This article was published in Australian Dictionary of Biography, Volume 6, (MUP), 1976
Anthony Trollope (1815-1882), novelist and civil servant, was born on 24 April 1815 at Russell Square, London, son of Thomas Anthony Trollope, lawyer, and his wife Frances, née Milton, novelist. Educated at Winchester College and Harrow School, he became a clerk in the Post Office in 1834 and was transferred to Ireland as post-office surveyor in 1841. On 11 June 1844 at Rotherham, Yorkshire, he married Rose Heseltine. In 1843 he began writing novels to supplement his income; he retired from the Post Office in 1868.
On 24 May 1871 the Trollopes left Liverpool in the Great Britain to visit their son Frederick who had settled on a sheep station, Mortray, near Grenfell, New South Wales. Interested in the problems facing the British empire, Trollope had a contract with his publishers for a book on the Australian colonies. On the two-month voyage he wrote the novel Lady Anna (London, 1874) which was serialized in the Australasian from May 1873. A welcome celebrity, he arrived in Melbourne on 27 July 1871 and embarked on a year's intensive travelling. In August he went to Queensland and in October visited Gulgong and Bathurst in New South Wales. In Sydney he attended parliament and on 7 December, in evidence to the Legislative Assembly select committee on the civil service, he opposed the patronage system and urged entry to the service by examination. In Melbourne he lectured to an admiring audience of 3000 on 'English Prose Fiction as a Rational Amusement'.

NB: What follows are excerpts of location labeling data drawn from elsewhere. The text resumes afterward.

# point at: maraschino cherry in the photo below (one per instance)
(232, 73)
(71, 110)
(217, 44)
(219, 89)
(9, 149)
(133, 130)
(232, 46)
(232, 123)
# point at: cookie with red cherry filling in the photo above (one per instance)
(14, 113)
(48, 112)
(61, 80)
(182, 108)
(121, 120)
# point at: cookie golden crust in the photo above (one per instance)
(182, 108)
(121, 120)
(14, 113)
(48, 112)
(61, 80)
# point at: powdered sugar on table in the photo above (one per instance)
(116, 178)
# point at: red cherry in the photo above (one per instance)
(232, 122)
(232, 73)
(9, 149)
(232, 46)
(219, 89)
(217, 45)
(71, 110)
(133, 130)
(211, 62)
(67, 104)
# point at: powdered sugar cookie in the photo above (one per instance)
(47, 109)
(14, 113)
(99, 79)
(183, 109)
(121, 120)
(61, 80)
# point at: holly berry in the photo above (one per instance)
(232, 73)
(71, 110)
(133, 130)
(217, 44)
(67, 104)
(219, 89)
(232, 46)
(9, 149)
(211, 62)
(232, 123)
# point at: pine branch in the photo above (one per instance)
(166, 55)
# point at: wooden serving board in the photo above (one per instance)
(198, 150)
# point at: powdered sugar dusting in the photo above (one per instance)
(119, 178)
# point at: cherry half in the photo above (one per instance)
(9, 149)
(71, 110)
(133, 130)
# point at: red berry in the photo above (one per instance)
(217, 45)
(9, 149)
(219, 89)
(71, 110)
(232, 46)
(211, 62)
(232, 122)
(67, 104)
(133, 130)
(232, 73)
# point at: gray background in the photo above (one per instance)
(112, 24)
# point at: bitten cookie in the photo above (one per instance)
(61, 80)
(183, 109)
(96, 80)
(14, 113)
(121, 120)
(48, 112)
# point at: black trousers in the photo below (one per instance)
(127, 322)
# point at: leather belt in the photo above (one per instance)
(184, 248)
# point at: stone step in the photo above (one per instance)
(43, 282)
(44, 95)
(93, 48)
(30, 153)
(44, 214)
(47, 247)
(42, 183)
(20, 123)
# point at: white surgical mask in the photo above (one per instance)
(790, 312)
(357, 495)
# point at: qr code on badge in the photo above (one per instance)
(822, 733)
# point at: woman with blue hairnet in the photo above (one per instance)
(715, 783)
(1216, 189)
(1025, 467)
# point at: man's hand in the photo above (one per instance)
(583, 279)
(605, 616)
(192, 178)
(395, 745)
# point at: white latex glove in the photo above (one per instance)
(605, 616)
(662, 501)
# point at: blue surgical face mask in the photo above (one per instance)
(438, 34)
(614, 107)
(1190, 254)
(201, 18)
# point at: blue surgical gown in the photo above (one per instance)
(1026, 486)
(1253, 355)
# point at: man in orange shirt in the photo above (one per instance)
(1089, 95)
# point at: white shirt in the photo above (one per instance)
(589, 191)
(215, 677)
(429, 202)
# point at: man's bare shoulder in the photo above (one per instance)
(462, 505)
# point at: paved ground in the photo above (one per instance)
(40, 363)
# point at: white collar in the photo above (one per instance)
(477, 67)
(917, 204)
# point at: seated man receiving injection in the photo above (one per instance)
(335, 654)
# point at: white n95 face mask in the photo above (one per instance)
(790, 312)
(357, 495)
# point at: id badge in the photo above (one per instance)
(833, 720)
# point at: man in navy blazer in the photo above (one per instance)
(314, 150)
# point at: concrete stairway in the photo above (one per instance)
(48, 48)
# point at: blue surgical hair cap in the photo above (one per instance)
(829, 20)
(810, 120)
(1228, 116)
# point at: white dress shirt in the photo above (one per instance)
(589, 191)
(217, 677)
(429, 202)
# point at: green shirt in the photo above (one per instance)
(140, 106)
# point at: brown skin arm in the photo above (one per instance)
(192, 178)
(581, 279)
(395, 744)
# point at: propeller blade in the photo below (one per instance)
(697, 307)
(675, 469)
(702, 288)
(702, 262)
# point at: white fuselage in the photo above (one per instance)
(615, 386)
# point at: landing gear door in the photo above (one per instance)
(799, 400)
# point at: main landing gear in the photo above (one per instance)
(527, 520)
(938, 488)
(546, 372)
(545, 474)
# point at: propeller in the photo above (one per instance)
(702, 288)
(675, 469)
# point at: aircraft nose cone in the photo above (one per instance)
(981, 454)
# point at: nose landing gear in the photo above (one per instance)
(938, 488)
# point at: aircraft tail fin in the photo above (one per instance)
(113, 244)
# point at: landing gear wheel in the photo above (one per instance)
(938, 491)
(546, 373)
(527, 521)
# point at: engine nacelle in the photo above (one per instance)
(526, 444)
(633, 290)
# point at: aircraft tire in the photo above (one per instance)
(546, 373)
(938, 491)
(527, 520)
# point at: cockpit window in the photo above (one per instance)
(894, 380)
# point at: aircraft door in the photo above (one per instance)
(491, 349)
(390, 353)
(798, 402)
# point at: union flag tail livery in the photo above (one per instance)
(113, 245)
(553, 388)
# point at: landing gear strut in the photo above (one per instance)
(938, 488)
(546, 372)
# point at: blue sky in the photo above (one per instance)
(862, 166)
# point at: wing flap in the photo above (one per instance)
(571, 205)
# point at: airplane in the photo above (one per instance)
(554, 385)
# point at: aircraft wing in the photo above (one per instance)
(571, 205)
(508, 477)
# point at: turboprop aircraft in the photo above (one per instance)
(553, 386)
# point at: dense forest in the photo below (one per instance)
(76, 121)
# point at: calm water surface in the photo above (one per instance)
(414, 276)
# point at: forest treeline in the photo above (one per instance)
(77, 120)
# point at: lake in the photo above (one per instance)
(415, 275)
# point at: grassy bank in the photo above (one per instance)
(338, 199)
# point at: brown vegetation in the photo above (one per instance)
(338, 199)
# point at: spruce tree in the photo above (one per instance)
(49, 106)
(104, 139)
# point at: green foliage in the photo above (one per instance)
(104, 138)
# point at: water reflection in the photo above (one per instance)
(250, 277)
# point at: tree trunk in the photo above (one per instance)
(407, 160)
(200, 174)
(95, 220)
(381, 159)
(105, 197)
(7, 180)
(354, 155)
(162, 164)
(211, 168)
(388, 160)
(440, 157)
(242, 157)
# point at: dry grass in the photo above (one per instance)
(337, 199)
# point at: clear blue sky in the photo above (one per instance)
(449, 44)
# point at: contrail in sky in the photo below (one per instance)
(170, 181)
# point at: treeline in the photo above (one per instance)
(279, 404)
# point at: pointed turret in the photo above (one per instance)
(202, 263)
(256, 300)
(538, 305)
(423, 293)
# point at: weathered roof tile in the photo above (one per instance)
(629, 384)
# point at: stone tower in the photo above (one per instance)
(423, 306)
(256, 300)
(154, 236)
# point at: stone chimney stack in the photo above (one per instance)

Meanwhile, in snatches between numerous public engagements and effusive hospitality and 'on the road', he began writing. On 23 December his comments on the colonies began in a series of letters published in the London Daily Telegraph, under the thinly disguised pseudonym 'Antipodean'. In Tasmania in January 1872 he commented on the amenities for convicts at Port Arthur for the government. He visited Gippsland, Victoria, in February, then Western Australia and South Australia in April-May. He sent one of his hostesses, Mrs E. Landor of Perth, a specially bound and inscribed copy of The Claverings (London, 1867). In July he left in the Macedon for two months in New Zealand.
When he reached London Trollope was able to give Chapman and Hall 1100 hand-written sheets, and his Australia and New Zealand appeared in 1873; George Robertson brought out an Australian edition; the book was also published in separate sections. Serialized in the Australasian it received a mixed reception. Trollope himself believed it 'must be inaccurate … as the rapid work of a traveller'. W. B. Dalley admiringly reviewed the second division on New South Wales in the Sydney Morning Herald on 31 March 1873: 'he sees among us nothing but beauty everywhere'. Dalley was 'startled' that 'the delicate delineator of sweet female character, who could follow even the musings of a young girl … was passionately fond of all sport, fishing, hunting, clambering over rocks only to see the fish-spearing of our aboriginals (as the writer of this notice saw him last year)'.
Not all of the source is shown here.